L’Etranger in Œuvres complètes, tome 1, Paris, Gallimard, « Bibliothèque de la Pléiade », 2006, pp. 175-176.
TEXTE 2
Clamence et le suicide de la jeune femme
Ah ! Je ne mets aucune complaisance, croyez-le bien, à vous raconter cela. Quand je pense à cette période où je demandais tout sans rien payer moi-même, où je mobilisais tant d’êtres à mon service, pour les avoir un jour ou l’autre sous la main, à ma convenance, je ne sais comment nommer le curieux sentiment qui me vient. Ne serait-ce pas la honte ? La honte, dites-moi, mon cher compatriote, ne brûle-t-elle pas un peu ? Oui ? Alors, il s’agit peut-être d’elle, ou d’un de ces sentiments ridicules qui concernent l’honneur. Il me semble en tout cas que ce sentiment ne m’a plus quitté depuis cette aventure que j’ai trouvée au centre de ma mémoire et dont je ne peux différer plus longtemps le récit, malgré mes digressions et les efforts d’une invention à laquelle, je l’espère, vous rendez justice.

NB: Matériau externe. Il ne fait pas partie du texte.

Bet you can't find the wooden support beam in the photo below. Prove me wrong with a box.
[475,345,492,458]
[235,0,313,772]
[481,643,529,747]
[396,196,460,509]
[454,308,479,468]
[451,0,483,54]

Tiens, la pluie a cessé ! Ayez la bonté de me raccompagner chez moi. Je suis fatigué, étrangement, non d’avoir parlé, mais à la seule idée de ce qu’il me faut encore dire. Allons ! Quelques mots suffiront pour retracer ma découverte essentielle. Pourquoi en dire plus, d’ailleurs ? Pour que la statue soit nue, les beaux discours doivent s’envoler. Voici. Cette nuit-là, en novembre, deux ou trois ans avant le soir où je crus entendre rire dans mon dos, je regagnais la rive gauche, et mon domicile, par le pont Royal. Il était une heure après minuit, une petite pluie tombait, une bruine plutôt, qui dispersait les rares passants. Je venais de quitter une amie qui, sûrement, dormait déjà. J’étais heureux de cette marche, un peu engourdi, le corps calmé, irrigué par un sang doux comme la pluie qui tombait. Sur le pont, je passai derrière une forme penchée sur le parapet, et qui semblait regarder le fleuve. De plus près, je distinguai une mince jeune femme, habillée de noir. Entre les cheveux sombres et le col du manteau, on voyait seulement une nuque, fraîche et mouillée, à laquelle je fus sensible. Mais je poursuivis ma route, après une hésitation. Au bout du pont, je pris les quais en direction de Saint-Michel, où je demeurais. J’avais déjà parcouru une cinquantaine de mètres à peu près, lorsque j’entendis le bruit, qui, malgré la distance, me parut formidable dans le silence nocturne, d’un corps qui s’abat sur l’eau. Je m’arrêtai net, mais sans me retourner. Presque aussitôt, j’entendis un cri, plusieurs fois répété, qui descendait lui aussi le fleuve, puis s’éteignit brusquement. Le silence qui suivit, dans la nuit soudain figée, me parut interminable. Je voulus courir et je ne bougeai pas. Je tremblais, je crois, de froid et de saisissement. Je me disais qu’il fallait faire vite et je sentais une faiblesse irrésistible envahir mon corps. J’ai oublié ce que j’ai pensé alors. « Trop tard, trop loin… » ou quelque chose de ce genre. J’écoutais toujours, immobile. Puis, à petits pas, sous la pluie, je m’éloignai. Je ne prévins personne.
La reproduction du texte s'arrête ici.